Amber Naslund has a thought provoking post up on the “reality” of online, virtual communications, Is This Real Life? In Defense of Our Virtual Connections, something that she anchors to “human relationships”, the very humanity of our bonds regardless of medium:
This IS real life.
Or a facet of it, anyway. One that is very much alive. Communications that happen on Twitter or Skype or Facebook or blogs or whatever are every bit as real as a conversation you might have over the phone or email…
…I’m so weary of seeing people chastise others to “get offline and experience real life” or some such. (The irony, of course, is that these folks often do so using the very social networks they’re disparaging, but hey).
Way back when, we used letters to keep in touch with people that weren’t geographically near, like my Gramma did with her husband during WWII. Then it was the phone (remember the advent of three-way calling?), email, and things like IRC. AOL took chat mainstream, and the internet populated with more and more tools to keep in touch, to communicate, to talk to one another when physical proximity wasn’t possible.
We were okay with the analog stuff to which we’d spent many decades adapting, but we still haven’t wrapped our heads around the virtual side of things, it seems.
Human relationships have many facets. When they’re real, they’re not real because of the things we use to cultivate them. They’re real because the human bond is there, the connection that extends beyond the means. No tool, website, or thingamajig can take that away, and none can replace it entirely. When it happens, that bond between people – either personal or professional – is as real and genuine as the individuals themselves.
Some of that bonding can and will happen outside the realm of sharing the same square footage. It always has. Distance has never prevented humans from growing close to one another (and by some adages, it can bring them closer still). Now we’re tossing out all kinds of shiny new ways to bridge the distance, yet somehow we think they’re changing the very fabric of our desire to be close to other people. And that’s just not so.
Face time is irreplaceable, because humans respond to things like voice and body language in a visceral way. We’re very tuned to those unspoken things and they can be important in forging a lasting bond between people. And I’m all for turning off the phone and the computer to enjoy those in-person times to their fullest.

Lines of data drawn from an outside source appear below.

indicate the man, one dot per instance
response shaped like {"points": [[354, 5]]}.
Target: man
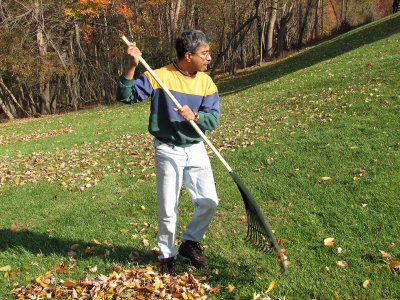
{"points": [[180, 154]]}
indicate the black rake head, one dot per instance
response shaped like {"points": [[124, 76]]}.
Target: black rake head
{"points": [[259, 232]]}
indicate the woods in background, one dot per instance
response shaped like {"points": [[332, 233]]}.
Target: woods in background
{"points": [[58, 55]]}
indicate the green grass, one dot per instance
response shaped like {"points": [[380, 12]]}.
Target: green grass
{"points": [[330, 111]]}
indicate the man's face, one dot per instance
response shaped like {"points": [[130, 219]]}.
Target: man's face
{"points": [[201, 58]]}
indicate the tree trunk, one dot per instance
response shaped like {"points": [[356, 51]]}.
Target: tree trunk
{"points": [[44, 85], [271, 28], [6, 110]]}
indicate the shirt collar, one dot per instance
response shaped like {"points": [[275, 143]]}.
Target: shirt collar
{"points": [[186, 73]]}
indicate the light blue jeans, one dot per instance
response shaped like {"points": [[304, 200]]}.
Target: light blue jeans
{"points": [[190, 165]]}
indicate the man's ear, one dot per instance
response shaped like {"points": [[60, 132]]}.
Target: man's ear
{"points": [[188, 56]]}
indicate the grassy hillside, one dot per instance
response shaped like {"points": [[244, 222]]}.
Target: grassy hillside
{"points": [[315, 138]]}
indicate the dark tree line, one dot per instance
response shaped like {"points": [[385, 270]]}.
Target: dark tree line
{"points": [[60, 55]]}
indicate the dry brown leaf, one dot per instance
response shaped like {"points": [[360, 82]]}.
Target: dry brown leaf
{"points": [[366, 283], [329, 242], [385, 254], [341, 263]]}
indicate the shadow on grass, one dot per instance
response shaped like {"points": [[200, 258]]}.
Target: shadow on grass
{"points": [[35, 243], [325, 51]]}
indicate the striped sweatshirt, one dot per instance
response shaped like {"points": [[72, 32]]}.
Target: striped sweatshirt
{"points": [[198, 92]]}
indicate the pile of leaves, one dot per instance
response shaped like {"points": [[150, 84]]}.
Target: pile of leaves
{"points": [[139, 283]]}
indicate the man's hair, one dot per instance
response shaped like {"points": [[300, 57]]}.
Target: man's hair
{"points": [[188, 41]]}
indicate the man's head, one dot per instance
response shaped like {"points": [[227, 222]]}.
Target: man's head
{"points": [[193, 49]]}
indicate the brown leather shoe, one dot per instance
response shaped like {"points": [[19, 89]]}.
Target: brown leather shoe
{"points": [[167, 266], [193, 251]]}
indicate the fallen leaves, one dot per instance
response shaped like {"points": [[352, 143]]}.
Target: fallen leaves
{"points": [[329, 242], [34, 136], [140, 283], [341, 263]]}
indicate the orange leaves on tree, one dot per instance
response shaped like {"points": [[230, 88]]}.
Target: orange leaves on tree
{"points": [[88, 8]]}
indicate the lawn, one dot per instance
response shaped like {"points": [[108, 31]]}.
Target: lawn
{"points": [[315, 137]]}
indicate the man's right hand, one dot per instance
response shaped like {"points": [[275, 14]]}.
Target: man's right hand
{"points": [[133, 55]]}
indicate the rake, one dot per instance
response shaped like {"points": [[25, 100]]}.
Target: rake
{"points": [[259, 231]]}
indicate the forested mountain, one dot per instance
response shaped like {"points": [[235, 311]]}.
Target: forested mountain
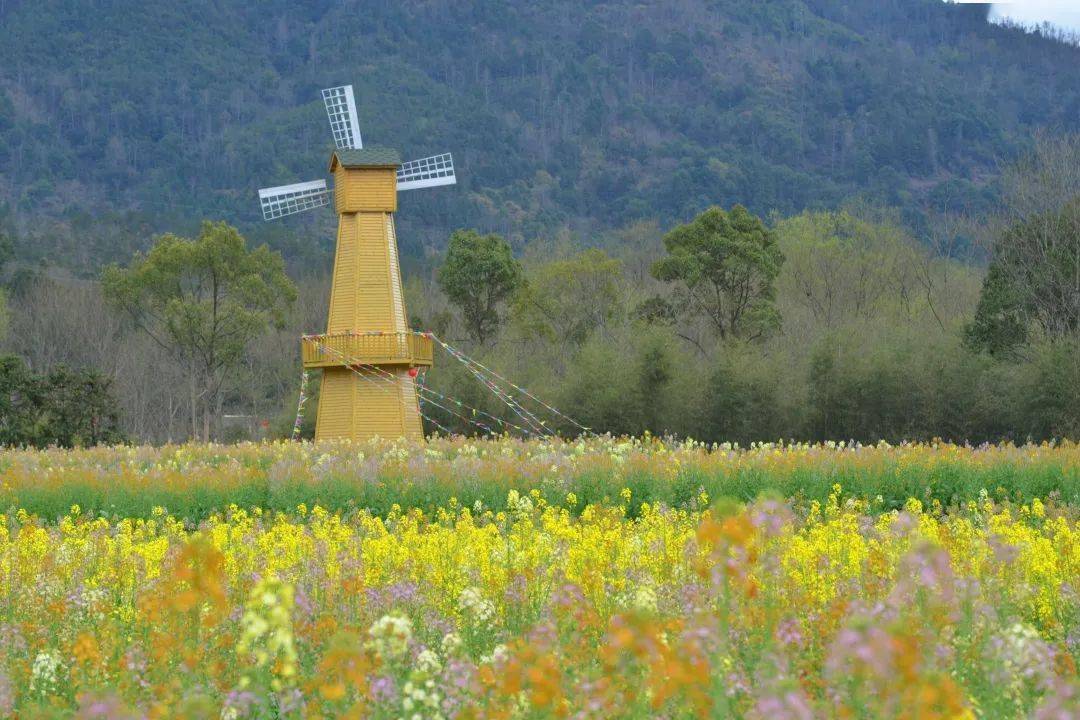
{"points": [[120, 118]]}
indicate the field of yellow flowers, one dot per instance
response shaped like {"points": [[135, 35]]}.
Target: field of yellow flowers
{"points": [[504, 579]]}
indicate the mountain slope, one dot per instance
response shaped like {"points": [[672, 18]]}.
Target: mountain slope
{"points": [[121, 118]]}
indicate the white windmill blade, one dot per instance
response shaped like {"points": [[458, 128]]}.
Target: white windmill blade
{"points": [[292, 199], [427, 173], [341, 110]]}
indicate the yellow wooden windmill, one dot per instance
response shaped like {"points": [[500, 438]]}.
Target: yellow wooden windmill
{"points": [[368, 355]]}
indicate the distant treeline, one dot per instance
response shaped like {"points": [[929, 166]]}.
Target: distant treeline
{"points": [[559, 113], [728, 327]]}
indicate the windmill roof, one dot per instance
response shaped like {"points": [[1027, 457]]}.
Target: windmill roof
{"points": [[366, 158]]}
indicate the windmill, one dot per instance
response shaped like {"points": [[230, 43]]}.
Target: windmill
{"points": [[368, 356]]}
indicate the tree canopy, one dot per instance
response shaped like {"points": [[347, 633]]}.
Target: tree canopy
{"points": [[478, 276], [203, 300], [725, 265]]}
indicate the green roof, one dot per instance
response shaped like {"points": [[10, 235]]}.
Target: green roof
{"points": [[367, 158]]}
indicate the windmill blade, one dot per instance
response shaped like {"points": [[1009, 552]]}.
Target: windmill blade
{"points": [[427, 173], [292, 199], [341, 110]]}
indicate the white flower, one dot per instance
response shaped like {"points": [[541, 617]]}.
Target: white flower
{"points": [[44, 675], [390, 636], [450, 644], [475, 608], [428, 663]]}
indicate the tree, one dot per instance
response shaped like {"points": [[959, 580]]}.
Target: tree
{"points": [[19, 398], [725, 265], [1034, 281], [65, 407], [567, 299], [203, 300], [478, 276]]}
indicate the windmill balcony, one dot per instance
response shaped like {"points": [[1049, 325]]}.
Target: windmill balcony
{"points": [[346, 349]]}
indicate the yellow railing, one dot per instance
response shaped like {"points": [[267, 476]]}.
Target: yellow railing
{"points": [[366, 349]]}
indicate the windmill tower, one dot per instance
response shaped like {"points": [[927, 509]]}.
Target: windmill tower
{"points": [[368, 356]]}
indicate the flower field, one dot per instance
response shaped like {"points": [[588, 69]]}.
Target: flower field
{"points": [[601, 579]]}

My thoughts, which somewhat expand on hers, were as follows:
There is something else about what makes something “real” that is missing, or diminished in online communications. Something is Real in fact because of the way that it resists us. A rock is “real” because it resists our touch. People are real in how they resist us. Resistance is what makes us grow and respond. Online communications in their many forms are indeed “real” because there IS resistance “out there” but in many ways this resistance is quite different, much more subtle than it is in the meat world. The resistance mostly is a resistance to attention. Being paid attention to. It is not entirely the same thing. Also, in online media there are ways around resistances that simply are not available in the otherwise real world (for good or bad).
To really appreciate and get the most out of online connections and communications, I believe the nature of their resistances (that which makes them VERY real) needs to be made more explicit.
I’m not completely sure that the “human bond” is something that exists APART from the medium across which it is forged. I do certainly agree that no medium can take it away, so to speak, which means only that we can form these bonds in great if not infinite variety. But the medium indeed is also fused to the nature of the bond, conditioning its capacities, predicating its futures. Of course virtually formed bonds are “real” just as others are, but its not simply a question of real or unreal, rather it is always one of degree. And with Amber as well I am in agreement that we haven’t gotten our head wrapped around the virtual, while to the analog we are quite adapted (not only decades worth of lifetime adaptation, but thousands of years of largely analog emphasized cultural adaptation). It is for me that if we want to trace out exactly where the line of the real and the unreal runs in the virtual, it is in the precise nature of the resistances offered there, the resistances that give those newly wrought degrees of freedom their value and meaning.